Once the Mars 2020 rover is on the Martian surface, a suitable location will be found to deploy the helicopter down from the vehicle and place it onto the ground.
The rover then will be driven away from the helicopter to a safe distance from which it will relay commands. After its batteries are charged and a myriad of tests are performed, controllers on Earth will command the helicopter to take its first autonomous flight into history.
“We don’t have a pilot and Earth will be several light minutes away, so there is no way to joystick this mission in real time,” Dr. Aung said.
“Instead, we have an autonomous capability that will be able to receive and interpret commands from the ground, and then fly the mission on its own.”

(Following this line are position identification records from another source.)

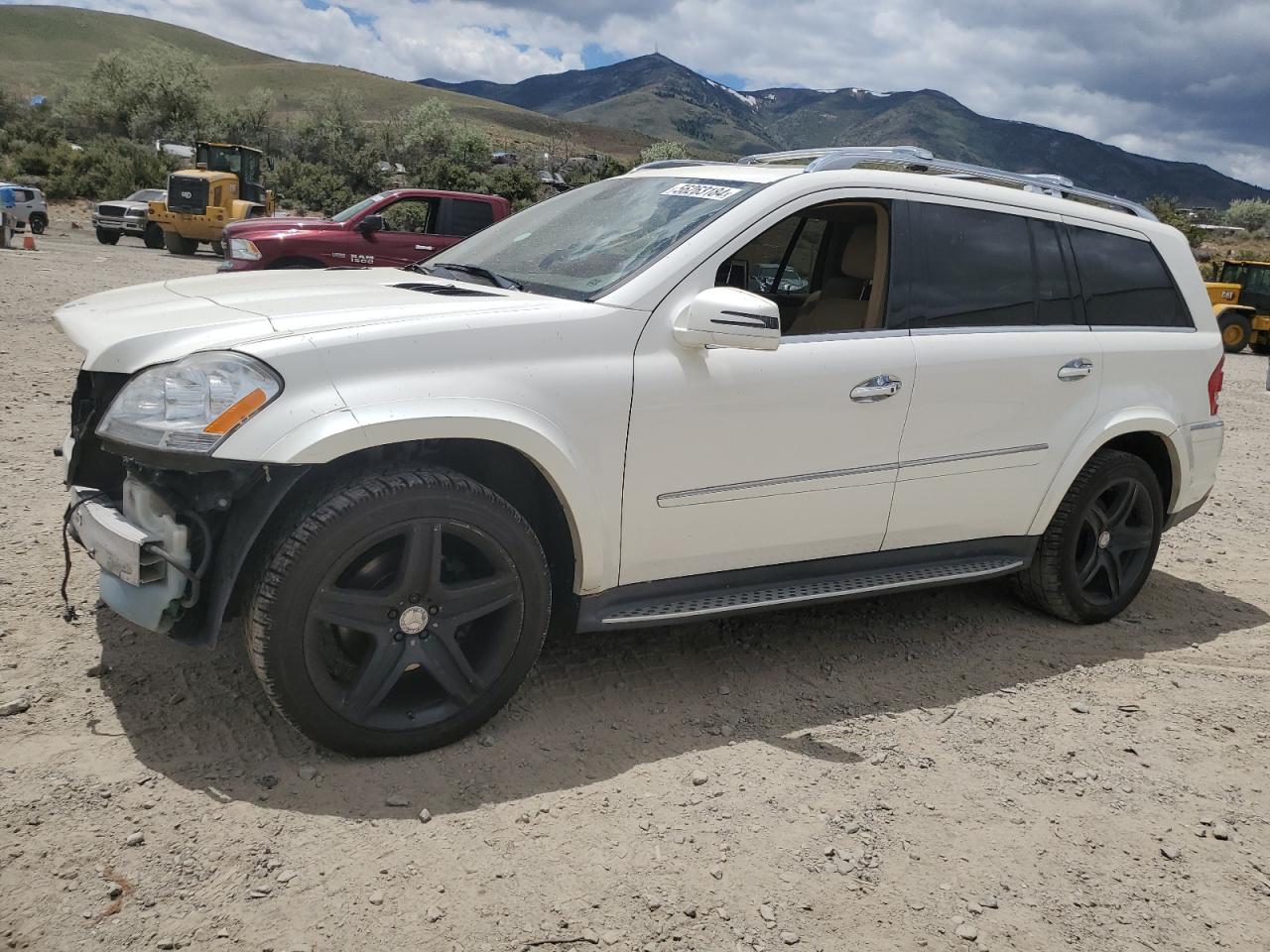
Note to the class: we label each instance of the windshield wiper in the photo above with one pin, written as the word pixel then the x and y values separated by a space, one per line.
pixel 498 281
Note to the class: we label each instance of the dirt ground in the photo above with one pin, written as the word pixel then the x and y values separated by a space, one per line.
pixel 943 771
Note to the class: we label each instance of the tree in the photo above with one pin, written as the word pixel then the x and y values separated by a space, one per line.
pixel 248 121
pixel 1251 213
pixel 662 151
pixel 163 91
pixel 1167 211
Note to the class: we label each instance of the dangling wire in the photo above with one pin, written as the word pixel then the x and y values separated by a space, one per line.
pixel 68 612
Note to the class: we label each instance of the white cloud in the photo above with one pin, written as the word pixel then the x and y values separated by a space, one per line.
pixel 1159 76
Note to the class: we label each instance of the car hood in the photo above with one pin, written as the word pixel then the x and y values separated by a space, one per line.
pixel 125 203
pixel 257 226
pixel 132 327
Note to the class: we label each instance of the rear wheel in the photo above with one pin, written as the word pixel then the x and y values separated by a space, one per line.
pixel 1101 543
pixel 399 613
pixel 1236 331
pixel 178 244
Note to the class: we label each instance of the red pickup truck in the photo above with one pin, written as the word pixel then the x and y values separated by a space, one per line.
pixel 391 229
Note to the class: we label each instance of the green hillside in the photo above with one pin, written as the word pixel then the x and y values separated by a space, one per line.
pixel 45 48
pixel 662 98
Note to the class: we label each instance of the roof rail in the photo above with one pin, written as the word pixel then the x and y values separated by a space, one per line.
pixel 915 159
pixel 677 164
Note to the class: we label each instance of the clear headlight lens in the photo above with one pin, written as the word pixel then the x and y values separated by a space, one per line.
pixel 244 249
pixel 190 405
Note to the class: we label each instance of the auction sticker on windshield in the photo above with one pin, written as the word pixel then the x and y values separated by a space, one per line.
pixel 693 189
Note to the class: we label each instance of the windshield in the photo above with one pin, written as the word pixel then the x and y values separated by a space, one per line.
pixel 354 208
pixel 581 243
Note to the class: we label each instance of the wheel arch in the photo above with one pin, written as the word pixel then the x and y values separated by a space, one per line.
pixel 1153 438
pixel 485 439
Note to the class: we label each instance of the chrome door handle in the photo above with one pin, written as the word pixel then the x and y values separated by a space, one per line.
pixel 875 389
pixel 1076 370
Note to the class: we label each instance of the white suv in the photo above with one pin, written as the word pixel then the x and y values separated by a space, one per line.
pixel 585 416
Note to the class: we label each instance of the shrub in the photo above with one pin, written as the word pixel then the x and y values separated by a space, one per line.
pixel 105 168
pixel 1251 213
pixel 1167 211
pixel 661 151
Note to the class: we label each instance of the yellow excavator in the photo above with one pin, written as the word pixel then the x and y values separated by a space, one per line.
pixel 225 185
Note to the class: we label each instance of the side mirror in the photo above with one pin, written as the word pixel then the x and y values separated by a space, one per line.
pixel 729 317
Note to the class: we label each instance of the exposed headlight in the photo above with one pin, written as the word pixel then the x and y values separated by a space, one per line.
pixel 190 405
pixel 244 249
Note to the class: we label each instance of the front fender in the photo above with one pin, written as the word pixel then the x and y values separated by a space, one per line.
pixel 341 431
pixel 1096 435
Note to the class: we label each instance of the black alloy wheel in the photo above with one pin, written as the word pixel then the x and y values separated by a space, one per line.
pixel 399 612
pixel 1098 548
pixel 413 624
pixel 1115 540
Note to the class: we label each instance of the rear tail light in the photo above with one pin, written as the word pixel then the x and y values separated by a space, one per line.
pixel 1214 385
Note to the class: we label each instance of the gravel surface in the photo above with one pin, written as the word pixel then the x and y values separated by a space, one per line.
pixel 944 771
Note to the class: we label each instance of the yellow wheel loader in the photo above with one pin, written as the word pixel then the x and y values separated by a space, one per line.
pixel 225 185
pixel 1241 301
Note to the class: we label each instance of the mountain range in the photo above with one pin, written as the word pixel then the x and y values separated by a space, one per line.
pixel 661 98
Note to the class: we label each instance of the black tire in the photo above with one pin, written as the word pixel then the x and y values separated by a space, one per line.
pixel 178 244
pixel 1101 543
pixel 358 633
pixel 1236 329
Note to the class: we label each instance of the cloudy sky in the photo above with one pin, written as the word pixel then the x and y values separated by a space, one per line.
pixel 1178 79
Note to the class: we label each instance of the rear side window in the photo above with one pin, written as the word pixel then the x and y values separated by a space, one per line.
pixel 988 270
pixel 467 217
pixel 1125 284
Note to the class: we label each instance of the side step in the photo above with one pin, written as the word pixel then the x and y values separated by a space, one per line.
pixel 633 611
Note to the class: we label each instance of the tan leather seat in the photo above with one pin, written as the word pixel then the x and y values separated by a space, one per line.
pixel 838 306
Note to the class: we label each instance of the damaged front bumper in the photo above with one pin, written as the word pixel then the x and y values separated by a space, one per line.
pixel 144 552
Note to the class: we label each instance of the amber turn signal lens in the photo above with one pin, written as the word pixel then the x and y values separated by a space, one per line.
pixel 238 413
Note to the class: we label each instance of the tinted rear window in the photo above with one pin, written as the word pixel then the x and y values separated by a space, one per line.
pixel 467 217
pixel 988 270
pixel 1124 282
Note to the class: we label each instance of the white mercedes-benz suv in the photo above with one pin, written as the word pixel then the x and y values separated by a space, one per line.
pixel 612 411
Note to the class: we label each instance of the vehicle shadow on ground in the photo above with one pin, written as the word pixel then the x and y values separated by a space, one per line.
pixel 599 705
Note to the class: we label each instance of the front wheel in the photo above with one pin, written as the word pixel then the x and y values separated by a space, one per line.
pixel 1236 329
pixel 1101 543
pixel 399 613
pixel 180 244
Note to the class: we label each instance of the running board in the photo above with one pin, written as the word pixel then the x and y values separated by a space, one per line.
pixel 630 610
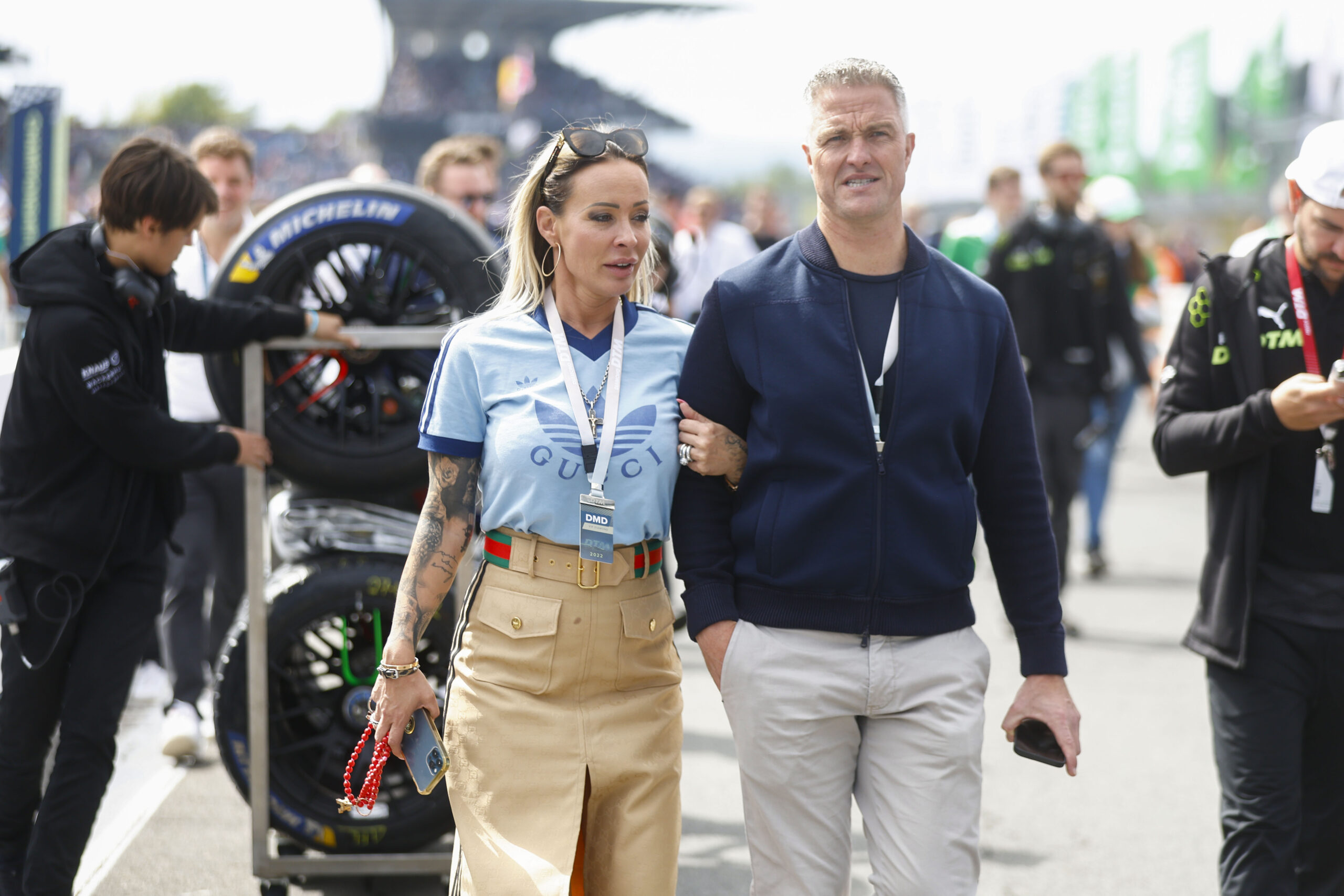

The full 30-day flight test campaign will include up to five flights of incrementally farther flight distances, up to a few hundred feet, and longer durations as long as 90 seconds, over a period.
On its first flight, the helicopter will make a short vertical climb to 10 feet (3 m), where it will hover for about 30 seconds.
As a technology demonstration, the Mars Helicopter is considered a high-risk, high-reward project.
If it does not work, the Mars 2020 mission will not be impacted. If it does work, helicopters may have a real future as low-flying scouts and aerial vehicles to access locations not reachable by ground travel.
“The ability to see clearly what lies beyond the next hill is crucial for future explorers,” Dr. Zurbuchen said.
“We already have great views of Mars from the surface as well as from orbit. With the added dimension of a bird’s-eye view from a ‘marscopter,’ we can only imagine what future missions will achieve.”